Major Features and Improvements

  • Added support for Python 3.5.

Bug Fixes

None.

Backwards-Incompatible Changes

None.

Thanks to our Contributors

This release contains contributions from many people:

Matteo Caorsi, Henry Tom (@henrytomsf), Guillaume Tauzin.

We are also grateful to all who filed issues or helped resolve them, asked and answered questions, and were part of inspiring discussions.

Release 0.1.1

Major Features and Improvements

  • Improved documentation.

  • Improved features of class Labeller.

  • Improved features of class PearsonDissimilarities.

  • Improved GitHub files.

  • Improved CI.

Bug Fixes

Fixed minor bugs from the first release.

Backwards-Incompatible Changes

The following class were renamed: - class PearsonCorrelation was renamed to class PearsonDissimilarities

Thanks to our Contributors

This release contains contributions from many people:

Umberto Lupo, Guillaume Tauzin, Matteo Caorsi, Olivier Morel.

We are also grateful to all who filed issues or helped resolve them, asked and answered questions, and were part of inspiring discussions.

Release 0.1.0

Major Features and Improvements

The following submodules where added:

  • giotto.homology implements transformers to modify metric spaces or generate persistence diagrams.

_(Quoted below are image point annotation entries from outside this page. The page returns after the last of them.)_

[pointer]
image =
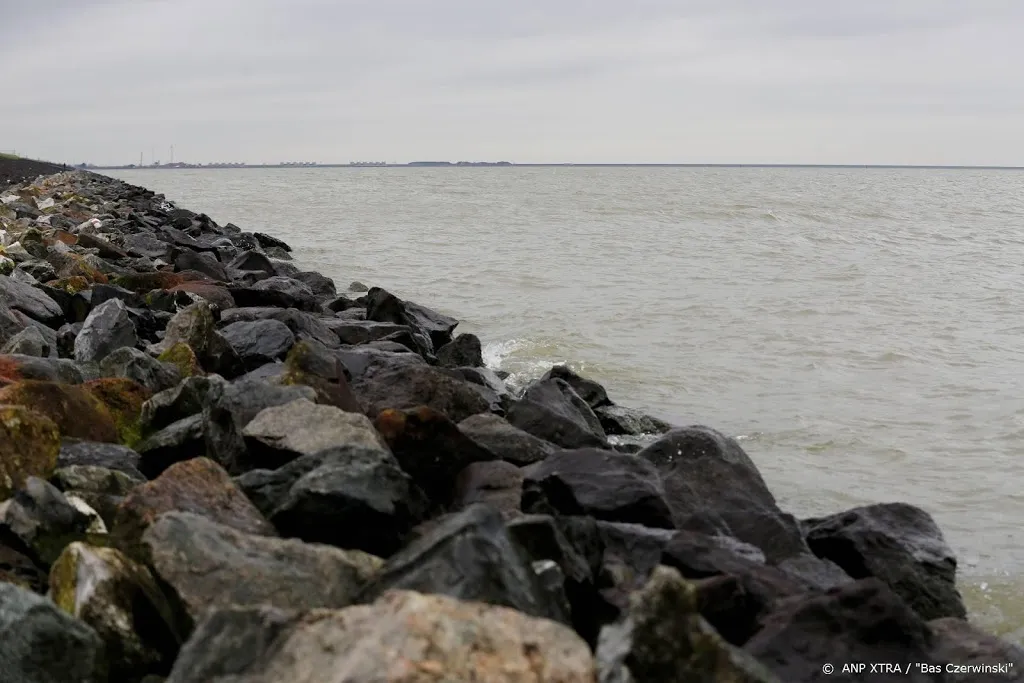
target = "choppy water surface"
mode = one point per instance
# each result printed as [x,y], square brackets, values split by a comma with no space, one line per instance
[861,331]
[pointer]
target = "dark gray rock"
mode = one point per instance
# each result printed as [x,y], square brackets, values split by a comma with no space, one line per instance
[860,622]
[468,556]
[92,454]
[134,365]
[208,564]
[898,544]
[259,342]
[604,484]
[552,411]
[349,497]
[708,476]
[463,351]
[40,643]
[620,420]
[31,342]
[201,262]
[414,385]
[385,307]
[506,441]
[107,329]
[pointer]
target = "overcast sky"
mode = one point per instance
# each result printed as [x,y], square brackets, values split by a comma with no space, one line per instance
[689,81]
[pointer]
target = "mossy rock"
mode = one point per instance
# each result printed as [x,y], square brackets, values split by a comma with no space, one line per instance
[72,285]
[183,357]
[76,412]
[123,398]
[142,283]
[30,443]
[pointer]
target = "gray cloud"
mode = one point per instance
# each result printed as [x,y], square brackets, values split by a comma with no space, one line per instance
[879,81]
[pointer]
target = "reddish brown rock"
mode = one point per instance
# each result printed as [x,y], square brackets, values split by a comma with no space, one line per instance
[76,412]
[198,485]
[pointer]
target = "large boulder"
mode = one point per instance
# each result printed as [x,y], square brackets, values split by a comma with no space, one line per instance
[30,301]
[282,433]
[122,602]
[107,329]
[39,643]
[259,342]
[400,638]
[29,446]
[507,442]
[411,386]
[863,622]
[551,410]
[211,565]
[129,363]
[469,556]
[430,447]
[349,497]
[383,306]
[76,412]
[605,484]
[198,485]
[900,545]
[710,481]
[664,638]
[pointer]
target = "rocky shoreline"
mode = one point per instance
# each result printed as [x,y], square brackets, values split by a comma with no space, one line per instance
[216,467]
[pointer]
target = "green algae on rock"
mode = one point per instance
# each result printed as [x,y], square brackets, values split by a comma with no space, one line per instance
[30,443]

  • giotto.diagrams implements transformers to preprocess persistence diagrams or extract features from them.

  • giotto.time_series implements transformers to preprocess time series or embed them in a higher dimensional space for persistent homology.

  • giotto.graphs implements transformers to create graphs or extract metric spaces from graphs.

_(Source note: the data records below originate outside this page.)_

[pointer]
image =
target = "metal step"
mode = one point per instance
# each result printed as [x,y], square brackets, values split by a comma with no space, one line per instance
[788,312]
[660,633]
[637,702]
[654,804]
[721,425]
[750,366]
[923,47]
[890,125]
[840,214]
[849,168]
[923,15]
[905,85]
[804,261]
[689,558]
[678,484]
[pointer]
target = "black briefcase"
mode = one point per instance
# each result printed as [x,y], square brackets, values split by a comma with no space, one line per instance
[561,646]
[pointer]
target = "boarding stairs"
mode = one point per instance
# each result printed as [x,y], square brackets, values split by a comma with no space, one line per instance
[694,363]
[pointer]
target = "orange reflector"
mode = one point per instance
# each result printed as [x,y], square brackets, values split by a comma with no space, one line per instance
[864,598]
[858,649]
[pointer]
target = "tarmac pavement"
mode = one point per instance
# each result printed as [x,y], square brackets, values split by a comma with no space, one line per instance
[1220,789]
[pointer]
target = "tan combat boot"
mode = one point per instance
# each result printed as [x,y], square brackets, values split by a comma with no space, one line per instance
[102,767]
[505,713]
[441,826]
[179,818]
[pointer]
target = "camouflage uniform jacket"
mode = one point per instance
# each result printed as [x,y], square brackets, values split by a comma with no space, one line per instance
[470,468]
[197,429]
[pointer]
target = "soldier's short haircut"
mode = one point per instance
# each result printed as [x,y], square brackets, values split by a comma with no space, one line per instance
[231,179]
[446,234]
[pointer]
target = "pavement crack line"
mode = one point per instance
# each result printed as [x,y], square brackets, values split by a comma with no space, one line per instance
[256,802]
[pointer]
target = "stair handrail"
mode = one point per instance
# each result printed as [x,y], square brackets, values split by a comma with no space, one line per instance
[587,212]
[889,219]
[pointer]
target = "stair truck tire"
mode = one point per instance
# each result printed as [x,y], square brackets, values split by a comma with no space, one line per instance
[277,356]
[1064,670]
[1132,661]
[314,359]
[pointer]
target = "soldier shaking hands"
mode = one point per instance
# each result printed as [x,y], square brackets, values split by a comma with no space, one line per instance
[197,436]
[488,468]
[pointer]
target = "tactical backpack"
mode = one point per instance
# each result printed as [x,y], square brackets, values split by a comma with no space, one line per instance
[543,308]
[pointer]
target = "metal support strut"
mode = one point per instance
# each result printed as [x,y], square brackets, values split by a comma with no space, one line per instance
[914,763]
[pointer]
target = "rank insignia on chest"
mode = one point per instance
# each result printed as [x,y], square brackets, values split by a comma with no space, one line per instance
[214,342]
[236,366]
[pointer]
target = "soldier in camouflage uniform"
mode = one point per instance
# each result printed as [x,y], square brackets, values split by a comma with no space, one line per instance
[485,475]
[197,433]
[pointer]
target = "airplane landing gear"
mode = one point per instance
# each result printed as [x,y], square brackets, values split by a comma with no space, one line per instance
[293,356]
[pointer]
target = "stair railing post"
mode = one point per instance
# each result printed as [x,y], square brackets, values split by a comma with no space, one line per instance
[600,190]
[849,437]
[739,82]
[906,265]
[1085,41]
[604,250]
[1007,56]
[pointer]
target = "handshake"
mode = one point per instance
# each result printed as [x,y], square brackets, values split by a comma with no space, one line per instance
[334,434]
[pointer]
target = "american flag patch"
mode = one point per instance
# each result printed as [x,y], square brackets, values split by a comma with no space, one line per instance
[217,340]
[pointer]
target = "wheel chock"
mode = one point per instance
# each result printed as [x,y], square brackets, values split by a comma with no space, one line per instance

  • giotto.meta_transformers implements convenience giotto.Pipeline transformers for direct topological feature generation.

  • giotto.utils implements hyperparameters and input validation functions.

  • giotto.base implements a TransformerResamplerMixin for transformers that have a resample method.

  • giotto.pipeline extends scikit-learn’s module by defining Pipelines that include TransformerResamplers.

Bug Fixes

None

Backwards-Incompatible Changes

None

Thanks to our Contributors

This release contains contributions from many people:

Guillaume Tauzin, Umberto Lupo, Philippe Nguyen, Matteo Caorsi, Julian Burella Pérez, Alessio Ghiraldello.

We are also grateful to all who filed issues or helped resolve them, asked and answered questions, and were part of inspiring discussions. In particular, we would like to thank Martino Milani, who worked on an early prototype of a Mapper implementation; although very different from the current one, it adopted an early form of caching to avoid recomputation in refitting, which was an inspiration for this implementation.

Release 0.1a.0

Initial release of the library, originally named giotto-learn.